Patient included in this study had normal ICP. It limits applicability and generalizability of results to patients with higher ICP who nevertheless require TS and CP. Impact of these transient but significant hemodynamic and cerebrovascular changes on overall patient outcome is not evaluated. Use of only single concentration of drugs is reported. Study objective did not include measurement of sedation score. A preliminary study to see hemodynamic response to TS without dexmedetomidine or lidocaine should have been done but could not be performed due to ethical issues.
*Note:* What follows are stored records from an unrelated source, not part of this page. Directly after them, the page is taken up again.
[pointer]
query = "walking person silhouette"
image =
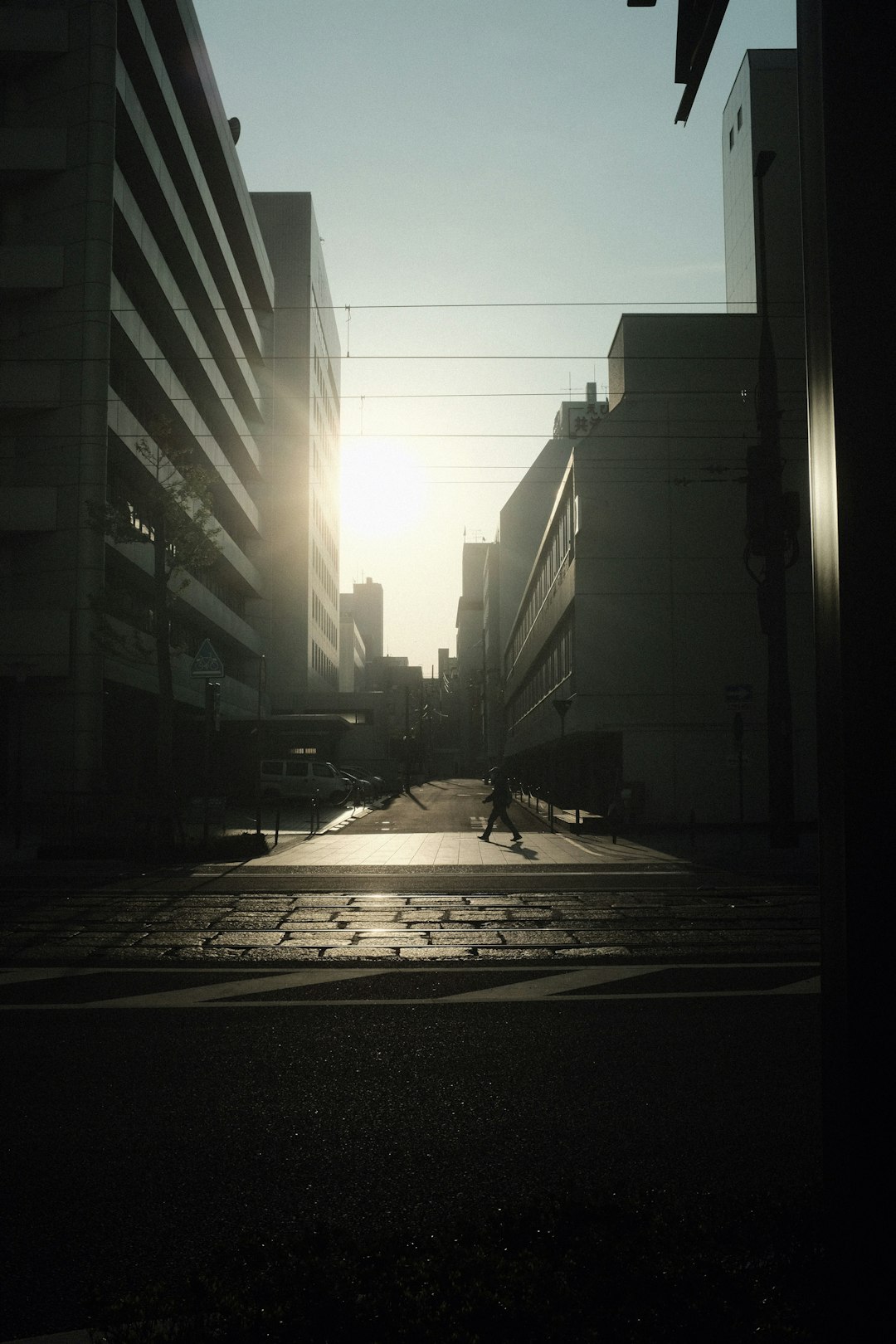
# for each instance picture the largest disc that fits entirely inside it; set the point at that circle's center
(499, 797)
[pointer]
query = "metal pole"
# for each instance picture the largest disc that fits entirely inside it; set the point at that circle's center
(772, 592)
(258, 746)
(207, 757)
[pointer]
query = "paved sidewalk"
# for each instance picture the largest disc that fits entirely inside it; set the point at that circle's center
(204, 926)
(340, 849)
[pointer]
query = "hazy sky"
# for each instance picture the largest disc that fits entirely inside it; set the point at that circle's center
(477, 152)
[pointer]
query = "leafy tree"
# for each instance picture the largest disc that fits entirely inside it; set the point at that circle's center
(169, 509)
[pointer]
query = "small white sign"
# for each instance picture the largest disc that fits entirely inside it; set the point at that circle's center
(207, 663)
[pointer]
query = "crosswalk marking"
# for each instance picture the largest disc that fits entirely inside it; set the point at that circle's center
(553, 984)
(536, 984)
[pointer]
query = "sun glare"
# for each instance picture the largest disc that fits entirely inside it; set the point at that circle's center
(382, 492)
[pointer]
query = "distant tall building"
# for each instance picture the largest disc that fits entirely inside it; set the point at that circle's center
(367, 608)
(353, 654)
(301, 485)
(761, 116)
To conclude, both dexmedetomidine and lidocaine are effective in blunting systemic and cerebrovascular response (rise in HR, MAP, ICP) to CP and TS in mechanically ventilated patients with severe TBI, but potential deleterious effects like fall in MAP and CPP compared to baseline and lidocaine group makes dexmedetomidine undesirable in TBI patients for TS and CP. Studies using smaller dose of dexmedetomidine and enrollment of patients with raised ICP are required.